Around 1870, at the height of the founding period (1837–1914) in Vienna, not least because of the excessive indebtedness of the Habsburg finances, there were plans to clear most of the forest. Corresponding contracts had already been signed. This led to public opposition. Josef Schöffel made a special contribution to saving the Vienna Woods through his journalistic fight against deforestation.

In the fin de siècle there was an industrial and social boom , especially in the Triestingtal and along the thermal baths . The Viennese society went to the Vienna Woods for a summer vacation , danced to waltzes like stories from the Vienna Woods by Johann Strauss or had Arthur Schnitzler hold up a mirror in the dance .

At the end of the 19th century there were numerous projects in the Vienna Woods, which the railroad could only develop over a large area, to build a more closely-knit network of railways. For example, it was planned to build a railway from Rekawinkel in the north to Hainfeld in the south. The project was operated as early as 1887 by the United Railway Construction and Operating Company, a captain Rudolf Bohm and the neighboring communities. The ÖTK was also interested, as the shelter was opened on Schöpfl in 1906 and more guests were expected. The project was also classified as important from a military point of view and the idea was to extend the railway to Tulln . The project was pursued for twenty years, but in 1907 the project was finally terminated by various revoked permits and concessions.

The southern Vienna Woods at the end of the 19th century (special map 1: 75,000 of the land survey )

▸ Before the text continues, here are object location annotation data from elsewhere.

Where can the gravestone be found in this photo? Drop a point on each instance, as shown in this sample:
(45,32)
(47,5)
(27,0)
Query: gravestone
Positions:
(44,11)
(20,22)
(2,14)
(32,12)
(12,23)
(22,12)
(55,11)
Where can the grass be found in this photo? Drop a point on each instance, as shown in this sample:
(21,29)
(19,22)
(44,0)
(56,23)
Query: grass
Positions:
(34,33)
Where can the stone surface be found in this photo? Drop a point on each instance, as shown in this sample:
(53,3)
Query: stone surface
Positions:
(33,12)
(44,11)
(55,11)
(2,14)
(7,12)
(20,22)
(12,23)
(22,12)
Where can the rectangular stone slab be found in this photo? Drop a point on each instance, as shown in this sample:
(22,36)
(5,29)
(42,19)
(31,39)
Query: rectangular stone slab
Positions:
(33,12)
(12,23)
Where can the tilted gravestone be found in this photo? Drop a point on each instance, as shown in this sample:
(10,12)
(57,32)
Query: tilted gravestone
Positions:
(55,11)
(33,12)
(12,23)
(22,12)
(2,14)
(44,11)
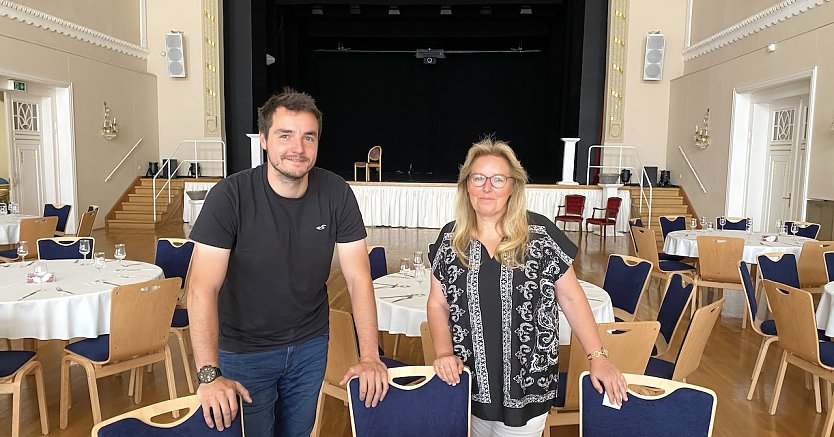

But other projects were also carried out. The Wiener Lokalbahnen wanted a train through the Helenental to Alland . Only the Mödling – Hinterbrühl local railway and the Kaltenleutgender railway , which were actually built, are left of these projects .

Transport connections in the Vienna Woods are available through post buses .

Contemporary history

In the spring of 1945 the Vienna Woods became a battle zone between the remnants of Army Group South and the 3rd Ukrainian Front of the Soviet Union in the final phase of World War II .

In the late 1950s, the largest construction site in Austria was near Hochstraß as part of the construction of the motorway . There were up to 3,000 construction workers on the construction site of the A1 western motorway at the same time .

In 1987 the governors of Vienna, Lower Austria and Burgenland signed the so-called Vienna Woods Declaration for the protection of the Vienna Woods. In addition, the Vienna Woods were declared a biosphere reserve by UNESCO in June 2005 .

See also

Individual evidence

  1. A railway through the Vienna Woods on Purkersdorf -online (accessed on September 14, 2008)
  2. West Autobahn was Austria's largest construction site. ORF.at from January 7, 2017, accessed on January 7, 2017.